Par requête du 29 janvier 2004, la SPRL Rouelle & Fils interjette appel du jugement rendu le 16 décembre 2003 par le tribunal de commerce de Verviers.

Ce jugement rejetait l'opposition formée par l'intéressée à un jugement rendu par la même juridiction le 12 décembre 2002, décision qui condamnait l'actuelle appelante à payer à la SA Tecnovo un montant en principal de 6.061,57 euros majorés des intérêts au taux légal depuis la date d'échéance des factures, une clause pénale de 606,16 euros et les dépens liquidés à 570,78 euros.

La citation signifiée à la requête de la SA Tecnovo portait sur plusieurs factures qui n'ont pas fait l'objet de protestation de la part de la firme destinataire.

Lorsque le 11 septembre 2003 elle forme opposition au jugement rendu par défaut qui la condamne, l'appelante conteste être redevable d'une seule des factures fondant la demande: celle qui lui est adressée le 7 mars 2001 et dont les mentions portent “refacturation (des) factures 2466/3182 - 3891/4489 et solde 1763” pour un montant non détaillé de 146.301 BEF (€ 3.626,71).

Comme elle n'a pas comparu sur son opposition et que le premier jugement a été confirmé le 16 décembre 2003, l'appelante reproduit sa contestation dans la requête d'appel et soutient, ce que l'intimée reconnaît, que les factures “refacturées” avaient initialement été adressées à une société Transforever, tombée par la suite en faillite.

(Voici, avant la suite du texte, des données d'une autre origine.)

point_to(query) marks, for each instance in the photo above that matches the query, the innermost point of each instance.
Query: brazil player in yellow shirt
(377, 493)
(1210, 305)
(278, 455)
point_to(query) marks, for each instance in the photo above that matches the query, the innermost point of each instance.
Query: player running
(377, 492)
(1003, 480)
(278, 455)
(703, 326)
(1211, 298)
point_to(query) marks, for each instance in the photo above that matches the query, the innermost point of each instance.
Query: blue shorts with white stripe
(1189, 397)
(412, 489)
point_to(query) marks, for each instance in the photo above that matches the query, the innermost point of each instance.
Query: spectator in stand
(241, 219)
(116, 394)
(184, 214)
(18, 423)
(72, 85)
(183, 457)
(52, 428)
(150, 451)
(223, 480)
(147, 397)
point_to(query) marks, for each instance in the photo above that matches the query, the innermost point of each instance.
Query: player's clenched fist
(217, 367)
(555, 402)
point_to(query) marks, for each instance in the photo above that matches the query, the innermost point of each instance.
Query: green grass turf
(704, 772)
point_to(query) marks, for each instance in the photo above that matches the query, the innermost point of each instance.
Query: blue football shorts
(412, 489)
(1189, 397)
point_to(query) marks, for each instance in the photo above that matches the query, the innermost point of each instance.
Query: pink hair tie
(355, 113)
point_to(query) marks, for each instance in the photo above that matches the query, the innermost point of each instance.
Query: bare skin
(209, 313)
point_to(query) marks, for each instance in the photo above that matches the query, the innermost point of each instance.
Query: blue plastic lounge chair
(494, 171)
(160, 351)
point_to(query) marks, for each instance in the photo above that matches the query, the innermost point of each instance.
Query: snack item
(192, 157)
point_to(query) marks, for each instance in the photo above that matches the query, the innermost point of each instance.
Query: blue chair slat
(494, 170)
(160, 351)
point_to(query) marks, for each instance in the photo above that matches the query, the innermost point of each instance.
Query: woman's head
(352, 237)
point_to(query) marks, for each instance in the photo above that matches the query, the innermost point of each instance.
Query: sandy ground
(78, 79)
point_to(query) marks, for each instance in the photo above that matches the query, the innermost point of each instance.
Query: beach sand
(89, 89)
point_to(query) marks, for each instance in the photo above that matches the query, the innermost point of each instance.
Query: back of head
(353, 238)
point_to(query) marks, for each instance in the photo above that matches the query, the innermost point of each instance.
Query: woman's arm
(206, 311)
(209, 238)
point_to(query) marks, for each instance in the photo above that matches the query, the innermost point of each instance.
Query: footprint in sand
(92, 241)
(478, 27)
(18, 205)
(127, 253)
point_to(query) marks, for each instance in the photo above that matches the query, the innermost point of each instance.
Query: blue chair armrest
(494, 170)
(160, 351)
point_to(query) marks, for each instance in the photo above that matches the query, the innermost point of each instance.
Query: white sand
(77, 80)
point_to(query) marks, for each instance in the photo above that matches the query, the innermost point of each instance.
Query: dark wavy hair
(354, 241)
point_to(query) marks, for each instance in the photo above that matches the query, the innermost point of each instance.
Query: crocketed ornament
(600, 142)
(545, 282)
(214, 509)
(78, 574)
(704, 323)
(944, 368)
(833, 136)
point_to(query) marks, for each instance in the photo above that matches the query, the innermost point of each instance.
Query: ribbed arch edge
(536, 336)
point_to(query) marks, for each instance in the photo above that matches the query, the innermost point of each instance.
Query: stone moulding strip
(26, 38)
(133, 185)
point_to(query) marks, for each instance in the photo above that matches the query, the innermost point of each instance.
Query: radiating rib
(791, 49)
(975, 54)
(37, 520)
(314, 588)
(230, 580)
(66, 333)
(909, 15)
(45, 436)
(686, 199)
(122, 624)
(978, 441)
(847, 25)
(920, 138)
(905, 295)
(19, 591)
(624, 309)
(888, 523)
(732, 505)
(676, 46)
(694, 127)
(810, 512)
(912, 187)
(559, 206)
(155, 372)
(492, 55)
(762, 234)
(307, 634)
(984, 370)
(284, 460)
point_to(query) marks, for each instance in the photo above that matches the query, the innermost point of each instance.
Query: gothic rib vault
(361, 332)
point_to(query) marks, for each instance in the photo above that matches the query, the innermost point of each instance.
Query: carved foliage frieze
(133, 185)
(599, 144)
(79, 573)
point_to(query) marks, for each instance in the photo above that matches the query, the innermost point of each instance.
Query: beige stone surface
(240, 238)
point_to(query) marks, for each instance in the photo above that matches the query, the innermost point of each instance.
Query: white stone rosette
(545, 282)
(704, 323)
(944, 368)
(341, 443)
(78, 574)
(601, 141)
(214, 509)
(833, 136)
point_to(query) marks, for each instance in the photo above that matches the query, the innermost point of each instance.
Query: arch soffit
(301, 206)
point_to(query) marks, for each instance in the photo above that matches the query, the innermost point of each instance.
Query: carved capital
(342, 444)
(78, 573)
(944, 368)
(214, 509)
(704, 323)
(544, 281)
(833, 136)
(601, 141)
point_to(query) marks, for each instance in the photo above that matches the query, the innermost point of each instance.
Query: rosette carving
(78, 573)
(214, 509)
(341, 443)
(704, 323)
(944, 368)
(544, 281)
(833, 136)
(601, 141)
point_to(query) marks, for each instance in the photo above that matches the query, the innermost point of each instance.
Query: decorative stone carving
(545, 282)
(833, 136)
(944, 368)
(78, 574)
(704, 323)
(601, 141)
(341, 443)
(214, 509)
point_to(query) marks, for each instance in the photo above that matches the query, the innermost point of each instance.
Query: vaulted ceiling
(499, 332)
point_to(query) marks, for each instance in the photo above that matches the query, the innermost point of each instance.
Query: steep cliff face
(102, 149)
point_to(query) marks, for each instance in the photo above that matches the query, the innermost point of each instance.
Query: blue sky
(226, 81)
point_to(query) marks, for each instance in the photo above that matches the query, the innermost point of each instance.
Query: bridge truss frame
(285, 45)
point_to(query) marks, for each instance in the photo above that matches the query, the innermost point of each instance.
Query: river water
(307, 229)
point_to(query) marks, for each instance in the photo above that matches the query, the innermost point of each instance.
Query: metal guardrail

L'intimée soutient avoir obtenu l'accord de l'appelante parce que son gérant était aussi intéressé au sein de la société en faillite et souhaitait poursuivre des relations commerciales avec elle.

Outre l'accord qu'elle invoque quant à cette “refacturation”, l'intimée souligne que cette facture du 7 mars 2001 n'a pas été protestée, ce qui ferait preuve d'un accord novatoire, l'appelante acceptant d'être substituée au destinataire initial des factures, encore qu'elle n'ait pas reçu ni profité des marchandises facturées. Et de soutenir que la facture litigieuse se trouve probablement inscrite dans la comptabilité de l'appelante.

Les autres factures mentionnées dans la citation n'étaient pas plus payées. Ce n'est que le 28 janvier 2004 que l'appelante paiera à l'intimée le montant nominal de ces factures, soit au total 2.434,86 euros, négligeant les intérêts et la clause pénale dont pourtant elle avait admis être redevable dans son exploit d'opposition du 11 septembre 2003.

Discussion

Entre commerçants, la facture remplit le rôle d'un moyen de preuve. Lorsqu'elle est acceptée par son destinataire elle fait preuve de la vente avenue entre parties.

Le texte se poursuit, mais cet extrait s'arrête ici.